I have been working with towers of number fields. My problem is that when computing the absolute discriminant of such number fields, Sage and Magma give different values. You can see this by doing in Sage

di = [2,3,5,7]

K.< a > = NumberField([x^2 -p for p in di])

L = K.absolute_field('b')

L.discriminant()

which gives $63456228123711897600000000$ and in Magma:

Zx< x > := PolynomialRing(Integers());

K := NumberField(x^16 - 136*x^14 + 6476*x^12 - 141912*x^10 + 1513334*x^8 - 7453176*x^6 + 13950764*x^4 - 5596840*x^2 + 46225);

Discriminant( K );

which gives 5599292204088795725124575470812804054972446039778078505738080537221656920845173082195169325791965321100902635929600000000000000000000000000.

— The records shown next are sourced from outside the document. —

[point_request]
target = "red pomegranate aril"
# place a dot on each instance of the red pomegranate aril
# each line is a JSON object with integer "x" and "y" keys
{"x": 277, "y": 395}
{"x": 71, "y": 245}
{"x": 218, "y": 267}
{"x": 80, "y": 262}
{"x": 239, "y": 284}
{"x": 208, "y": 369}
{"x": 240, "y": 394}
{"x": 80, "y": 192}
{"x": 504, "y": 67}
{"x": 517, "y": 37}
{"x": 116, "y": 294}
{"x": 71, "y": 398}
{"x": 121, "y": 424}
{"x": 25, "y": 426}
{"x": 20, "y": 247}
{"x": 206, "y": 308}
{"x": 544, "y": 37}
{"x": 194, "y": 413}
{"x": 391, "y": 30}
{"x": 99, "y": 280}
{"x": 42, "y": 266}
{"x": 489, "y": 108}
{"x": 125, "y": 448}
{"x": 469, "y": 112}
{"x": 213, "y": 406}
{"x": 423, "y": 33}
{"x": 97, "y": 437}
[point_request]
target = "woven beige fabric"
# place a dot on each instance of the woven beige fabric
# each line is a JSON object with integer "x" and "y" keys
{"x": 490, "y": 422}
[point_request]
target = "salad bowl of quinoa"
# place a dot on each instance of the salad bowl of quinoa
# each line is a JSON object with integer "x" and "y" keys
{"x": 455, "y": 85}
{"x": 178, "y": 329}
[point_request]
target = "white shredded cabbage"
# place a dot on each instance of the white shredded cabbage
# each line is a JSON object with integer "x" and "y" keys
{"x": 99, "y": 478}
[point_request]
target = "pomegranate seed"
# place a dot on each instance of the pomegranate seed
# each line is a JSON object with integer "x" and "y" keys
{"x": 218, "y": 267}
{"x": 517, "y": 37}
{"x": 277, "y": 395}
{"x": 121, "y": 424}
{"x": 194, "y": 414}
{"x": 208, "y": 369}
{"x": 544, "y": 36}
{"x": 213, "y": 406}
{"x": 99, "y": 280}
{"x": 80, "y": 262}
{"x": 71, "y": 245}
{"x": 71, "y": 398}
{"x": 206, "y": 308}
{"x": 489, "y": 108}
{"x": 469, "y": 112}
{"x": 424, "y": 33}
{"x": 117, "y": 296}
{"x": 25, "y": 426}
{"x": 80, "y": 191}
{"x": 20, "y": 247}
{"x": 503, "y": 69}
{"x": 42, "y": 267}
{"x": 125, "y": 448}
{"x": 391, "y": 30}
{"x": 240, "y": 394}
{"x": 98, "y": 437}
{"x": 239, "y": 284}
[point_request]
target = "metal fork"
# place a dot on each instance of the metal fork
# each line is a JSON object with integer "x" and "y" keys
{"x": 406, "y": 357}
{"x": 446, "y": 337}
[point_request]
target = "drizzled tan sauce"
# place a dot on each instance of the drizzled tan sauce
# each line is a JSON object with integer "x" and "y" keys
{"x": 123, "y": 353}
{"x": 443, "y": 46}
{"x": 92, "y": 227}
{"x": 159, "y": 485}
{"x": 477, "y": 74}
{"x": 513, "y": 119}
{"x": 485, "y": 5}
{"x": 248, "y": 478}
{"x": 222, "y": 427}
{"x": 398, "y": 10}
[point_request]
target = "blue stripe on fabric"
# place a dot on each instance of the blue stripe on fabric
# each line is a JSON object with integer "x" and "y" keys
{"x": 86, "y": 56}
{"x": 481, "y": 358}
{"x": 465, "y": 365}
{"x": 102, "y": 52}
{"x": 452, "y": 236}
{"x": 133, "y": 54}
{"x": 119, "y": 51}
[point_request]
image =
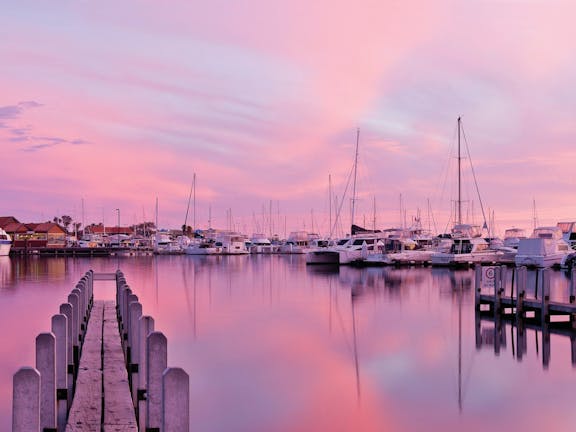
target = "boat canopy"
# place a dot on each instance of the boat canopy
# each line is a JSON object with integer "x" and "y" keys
{"x": 547, "y": 232}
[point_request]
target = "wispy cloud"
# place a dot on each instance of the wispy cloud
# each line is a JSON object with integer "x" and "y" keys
{"x": 41, "y": 143}
{"x": 10, "y": 112}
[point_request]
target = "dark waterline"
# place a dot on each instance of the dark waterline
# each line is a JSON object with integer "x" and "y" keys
{"x": 273, "y": 345}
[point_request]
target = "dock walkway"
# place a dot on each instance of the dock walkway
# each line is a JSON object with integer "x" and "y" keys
{"x": 102, "y": 401}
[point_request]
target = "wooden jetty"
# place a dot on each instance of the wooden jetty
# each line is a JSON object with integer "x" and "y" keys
{"x": 101, "y": 368}
{"x": 78, "y": 251}
{"x": 499, "y": 304}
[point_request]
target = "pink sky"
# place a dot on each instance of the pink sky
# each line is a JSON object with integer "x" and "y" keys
{"x": 115, "y": 105}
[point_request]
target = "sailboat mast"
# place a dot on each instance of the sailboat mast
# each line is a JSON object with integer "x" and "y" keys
{"x": 330, "y": 203}
{"x": 355, "y": 173}
{"x": 459, "y": 178}
{"x": 194, "y": 209}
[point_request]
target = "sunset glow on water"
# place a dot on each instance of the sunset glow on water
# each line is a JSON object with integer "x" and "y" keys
{"x": 273, "y": 345}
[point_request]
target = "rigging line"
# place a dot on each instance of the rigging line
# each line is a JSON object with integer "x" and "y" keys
{"x": 342, "y": 200}
{"x": 475, "y": 181}
{"x": 188, "y": 207}
{"x": 444, "y": 178}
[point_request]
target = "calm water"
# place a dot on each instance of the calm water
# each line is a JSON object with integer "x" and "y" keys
{"x": 273, "y": 345}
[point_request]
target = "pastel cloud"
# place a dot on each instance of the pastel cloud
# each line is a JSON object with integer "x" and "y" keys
{"x": 262, "y": 100}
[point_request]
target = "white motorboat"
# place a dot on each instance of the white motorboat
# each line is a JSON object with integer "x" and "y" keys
{"x": 354, "y": 249}
{"x": 468, "y": 248}
{"x": 5, "y": 243}
{"x": 545, "y": 248}
{"x": 164, "y": 245}
{"x": 231, "y": 244}
{"x": 201, "y": 247}
{"x": 298, "y": 242}
{"x": 260, "y": 244}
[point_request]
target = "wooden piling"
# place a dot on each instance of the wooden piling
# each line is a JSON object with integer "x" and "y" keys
{"x": 60, "y": 330}
{"x": 26, "y": 400}
{"x": 134, "y": 366}
{"x": 157, "y": 347}
{"x": 45, "y": 364}
{"x": 146, "y": 326}
{"x": 66, "y": 310}
{"x": 176, "y": 400}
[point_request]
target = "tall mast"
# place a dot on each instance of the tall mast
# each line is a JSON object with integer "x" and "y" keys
{"x": 188, "y": 209}
{"x": 355, "y": 172}
{"x": 330, "y": 203}
{"x": 194, "y": 212}
{"x": 459, "y": 221}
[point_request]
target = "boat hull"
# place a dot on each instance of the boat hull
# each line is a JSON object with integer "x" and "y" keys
{"x": 5, "y": 247}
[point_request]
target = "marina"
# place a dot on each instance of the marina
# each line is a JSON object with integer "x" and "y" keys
{"x": 269, "y": 342}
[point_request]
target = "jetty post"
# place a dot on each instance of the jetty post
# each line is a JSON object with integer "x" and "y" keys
{"x": 102, "y": 367}
{"x": 26, "y": 400}
{"x": 46, "y": 365}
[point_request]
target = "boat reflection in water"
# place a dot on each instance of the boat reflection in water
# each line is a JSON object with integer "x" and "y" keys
{"x": 273, "y": 344}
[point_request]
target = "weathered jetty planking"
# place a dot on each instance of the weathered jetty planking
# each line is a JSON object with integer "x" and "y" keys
{"x": 102, "y": 368}
{"x": 521, "y": 310}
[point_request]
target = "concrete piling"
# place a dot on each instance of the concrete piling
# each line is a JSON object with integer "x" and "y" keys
{"x": 26, "y": 400}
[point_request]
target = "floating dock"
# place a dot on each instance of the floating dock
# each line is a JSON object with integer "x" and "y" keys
{"x": 499, "y": 304}
{"x": 101, "y": 368}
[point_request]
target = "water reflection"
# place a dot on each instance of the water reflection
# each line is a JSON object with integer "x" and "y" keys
{"x": 271, "y": 344}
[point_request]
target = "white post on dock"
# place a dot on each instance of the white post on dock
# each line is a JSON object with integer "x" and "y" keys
{"x": 176, "y": 400}
{"x": 81, "y": 324}
{"x": 157, "y": 346}
{"x": 73, "y": 300}
{"x": 572, "y": 283}
{"x": 124, "y": 313}
{"x": 26, "y": 400}
{"x": 134, "y": 366}
{"x": 60, "y": 330}
{"x": 521, "y": 280}
{"x": 80, "y": 286}
{"x": 45, "y": 363}
{"x": 545, "y": 312}
{"x": 497, "y": 290}
{"x": 146, "y": 327}
{"x": 132, "y": 298}
{"x": 503, "y": 270}
{"x": 477, "y": 285}
{"x": 66, "y": 309}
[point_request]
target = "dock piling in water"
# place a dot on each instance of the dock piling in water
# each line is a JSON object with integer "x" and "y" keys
{"x": 103, "y": 367}
{"x": 523, "y": 310}
{"x": 26, "y": 400}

What different types of discriminants are Sage and Magma computing? Is one of them wrong?

Answer 1

The larger number is the discriminant of the defining polynomial, while the smaller number is the discriminant of the number field. In sage:

sage: K.<a> = NumberField([x^2 -p for p in di])
sage: L.<b> = K.absolute_field()
sage: L.discriminant()
63456228123711897600000000
sage: L.polynomial().discriminant()
5599292204088795725124575470812804054972446039778078505738080537221656920845173082195169325791965321100902635929600000000000000000000000000

Answer 2

Magma does know how to compute the discriminant of a number field $K$. The command (which I found in https://people.maths.bris.ac.uk/~matyd/amsmagma/) is

Discriminant(Integers(K))

But yes, it's very bad form for Magma to return the discriminant of $P \in {\bf Z}[X]$ when asked for the discriminant of the number field ${\bf Q}[X] / (P)$.